One of the key components to manage an HPC Cluster is to have the right HPC Management software in place. This includes methods to deploy compute nodes, keep operating systems and other software up to date, and monitor the hardware. There are full Cluster Managers available. Some are free, including Aspen Systems’ Aspen Cluster Management Environment (ACME) software, and others come with commercial support and require a license. Then, there are different components you can use to create your own software stack. A lot of these tools are available as Open Source software.
The software stack is perhaps the most important part of your high performance computing solution. Starting with your choice of operating system, the software stack determines not only how your system operates, but also its performance.
Unlike most other HPC manufacturers, Aspen Systems offers a full selection of operating systems for you to choose from. Some OS’s are more user-friendly, while other may provide increased performance for your applications. You also may already be familiar with a particular Linux distribution, so sticking with it may be the best choice for you depending on the hardware selected.
Equally as important as the distribution are the HPC Compilers & MPIs
- Compiling your source code using commercial compilers such as Intel will most likely lead to significant performance increases.
- If you have a high speed interconnect such as InfiniBand, then compiling your cluster’s MPIs with a commercial compiler and the performance communications libraries will be of great benefit.
- If your cluster contains GPU processors or FPGAs then using a custom compiler is imperative towards achieving optimal performance.
Aspen offers a full selection of performance software options such as compiling your choice of MPIs and other software with as many compilers as you wish before your system ships. Aspen requires all customers to fill out our online Statement of Work (SOW).
Aspen Systems Cluster Management
Cluster HPC management and support is perhaps one of the most overlooked facets of operating a cluster. Two questions must be answered for your successful cluster deployment. What hardware and software capabilities will be installed on your cluster to facilitate successful HPC management and support; and what are your cluster management, warranty, and support options?
Aspen Systems Cluster Management software comes standard with all of our HPC Clusters, along with our Standard Service Package at no additional cost. Aspen Cluster HPC Management software is compatible with most Linux distributions and is supported for the life of the cluster.
- Node Provisioning – Aspen Cluster Maintenance Environment (ACME) is a network bootable Linux environment independent of the environment installed on a cluster node which is used for deploying images across your cluster, testing and pre-configuration of cluster nodes, and stress testing.

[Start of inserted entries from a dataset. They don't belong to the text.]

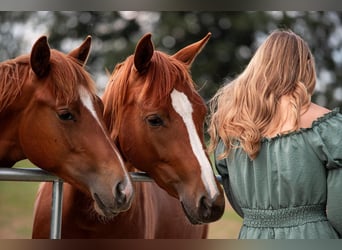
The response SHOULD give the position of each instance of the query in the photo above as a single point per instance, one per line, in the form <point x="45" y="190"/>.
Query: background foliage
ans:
<point x="235" y="36"/>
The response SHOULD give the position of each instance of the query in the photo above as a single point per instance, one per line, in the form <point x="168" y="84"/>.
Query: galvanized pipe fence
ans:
<point x="39" y="175"/>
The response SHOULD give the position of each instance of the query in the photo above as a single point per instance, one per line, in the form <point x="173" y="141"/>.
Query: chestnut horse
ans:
<point x="156" y="117"/>
<point x="49" y="114"/>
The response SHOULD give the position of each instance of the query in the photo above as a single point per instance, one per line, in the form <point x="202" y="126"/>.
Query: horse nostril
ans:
<point x="205" y="208"/>
<point x="120" y="194"/>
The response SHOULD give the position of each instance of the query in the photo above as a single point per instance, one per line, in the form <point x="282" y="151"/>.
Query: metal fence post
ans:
<point x="56" y="209"/>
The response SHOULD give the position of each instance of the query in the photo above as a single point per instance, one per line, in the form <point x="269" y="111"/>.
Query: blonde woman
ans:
<point x="279" y="154"/>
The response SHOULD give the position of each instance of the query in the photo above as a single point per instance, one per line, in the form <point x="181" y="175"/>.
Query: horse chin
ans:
<point x="190" y="216"/>
<point x="102" y="210"/>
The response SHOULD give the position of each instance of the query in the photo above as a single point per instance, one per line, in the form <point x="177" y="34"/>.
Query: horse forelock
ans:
<point x="65" y="75"/>
<point x="163" y="75"/>
<point x="13" y="74"/>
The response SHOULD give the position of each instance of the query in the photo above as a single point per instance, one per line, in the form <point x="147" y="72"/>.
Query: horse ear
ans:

Images are created using ‘aspencopy’ and deployed through ACME using ‘aspenrestore’.
- Aspen Tools – Aspen provides command line tools on our clusters for imaging, remote power, sensor programs, and more. These are often used by more advanced cluster users to quickly check status on nodes, remotely power them on or off, or to re-image large groups of nodes.
- Scheduler – Aspen can install and configure several different resource manager and scheduler combinations on your cluster. Some are open source and no charge to you, while some are commercial products which you must purchase. Aspen can procure and install these utilities on your cluster for you, or transfer licenses from existing licenses you might have.
- Environment Modules – Aspen installs Environment Modules on all of our HPC Clusters. Modules allow users to dynamically modify their environment via modulefiles., and useful in managing different versions of applications (MPI, Compilers). Modules can also be bundled into metamodules that will load an entire suite of different applications.
- Ganglia – Aspen normally installs and configures Ganglia on your cluster, and can make Ganglia externally available as a default web page for organizations who are used to seeing Ganglia as the front end web page for their clusters. Ganglia is a quite popular scalable distributed monitoring system for clusters and grids, and many HPC customers do not consider a cluster complete without it.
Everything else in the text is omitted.